Un gros jouet : l’Alexa
J’ai l’habitude de faire du Log C. Là, j’ai tourné en Scope et j’ai voulu tourner en vrai Scope. Je ne voulais pas du Super 35 car je me serais retrouvé avec des focales courtes et je serais sorti du décor à vitesse grand V. J’ai opté pour des optiques Panavision classiques, qui pèsent une tonne mais comme j’étais entièrement en studio… J’ai choisi la Studio pour avoir la visée optique. Ce fut d’un grand confort pour moi. J’ai retrouvé la visée optique comme avant, avec la chaleur dans l’œilleton, où l’on voit les contrastes. Jean-Pierre Duret, l’ingénieur du son, était inquiet pour le bruit de l’obturateur. Avant, c’était la pellicule qui en faisait, et plus que l’obturateur ! Mais je coupais la visée optique lorsqu’il le fallait.
L’anecdote : Alain Resnais me dit un jour qu’il n’y a plus d’images noires entre chaque image avec le numérique. Je pensais qu’il parlait de l’inter-image. Mais non, il parlait de l’obturateur et de ce moment on l’on n’impressionnait pas pendant 1/50e de seconde mais où il se passait quelque chose quand même ! Je lui ai dit que ça tombait bien car sur cette caméra, il y avait toujours ce cinquantième de seconde qui nous échappait…

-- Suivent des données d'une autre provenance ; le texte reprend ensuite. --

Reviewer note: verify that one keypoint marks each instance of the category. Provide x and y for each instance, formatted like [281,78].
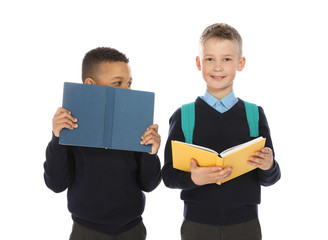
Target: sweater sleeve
[58,167]
[149,175]
[172,177]
[268,177]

Accorder, raccorder tout cela, et que la couleur danse !
Nous avons travaillé sur un Lustre chez Digimage avec Guillaume Lips. J’aime bien procéder par couches, en passant plusieurs fois sur le film. J’ai d’abord étalonné assez " normalement ", Alain Resnais a trouvé cela trop anodin. On est revenu dessus en ajoutant un peu de chaud, un peu de froid. Alain aimait les couleurs, il était beaucoup moins frileux que nous.
L’anecdote : dans une scène d’engueulade entre Dussolier et Kiberlain, Resnais voulait du rouge pour la colère. Donc gélatine rouge sur la découpe pour la fenêtre. Pour une autre scène d’engueulade, il y a une sorte de halo rouge autour des comédiens.

Puisqu’il faut parler de fin…
Dans une vie d’opérateur, travailler avec Alain Resnais est formidable. Ce n’est pas une collaboration qui va se solidifier puisque cela ne se reproduira plus jamais. Et c’est terrible. Ce n’est pas la même chose que si je n’avais pas fait les films suivants. Avec sa disparition, rien n’est possible. C’est une collaboration qui reste suspendue, inachevée…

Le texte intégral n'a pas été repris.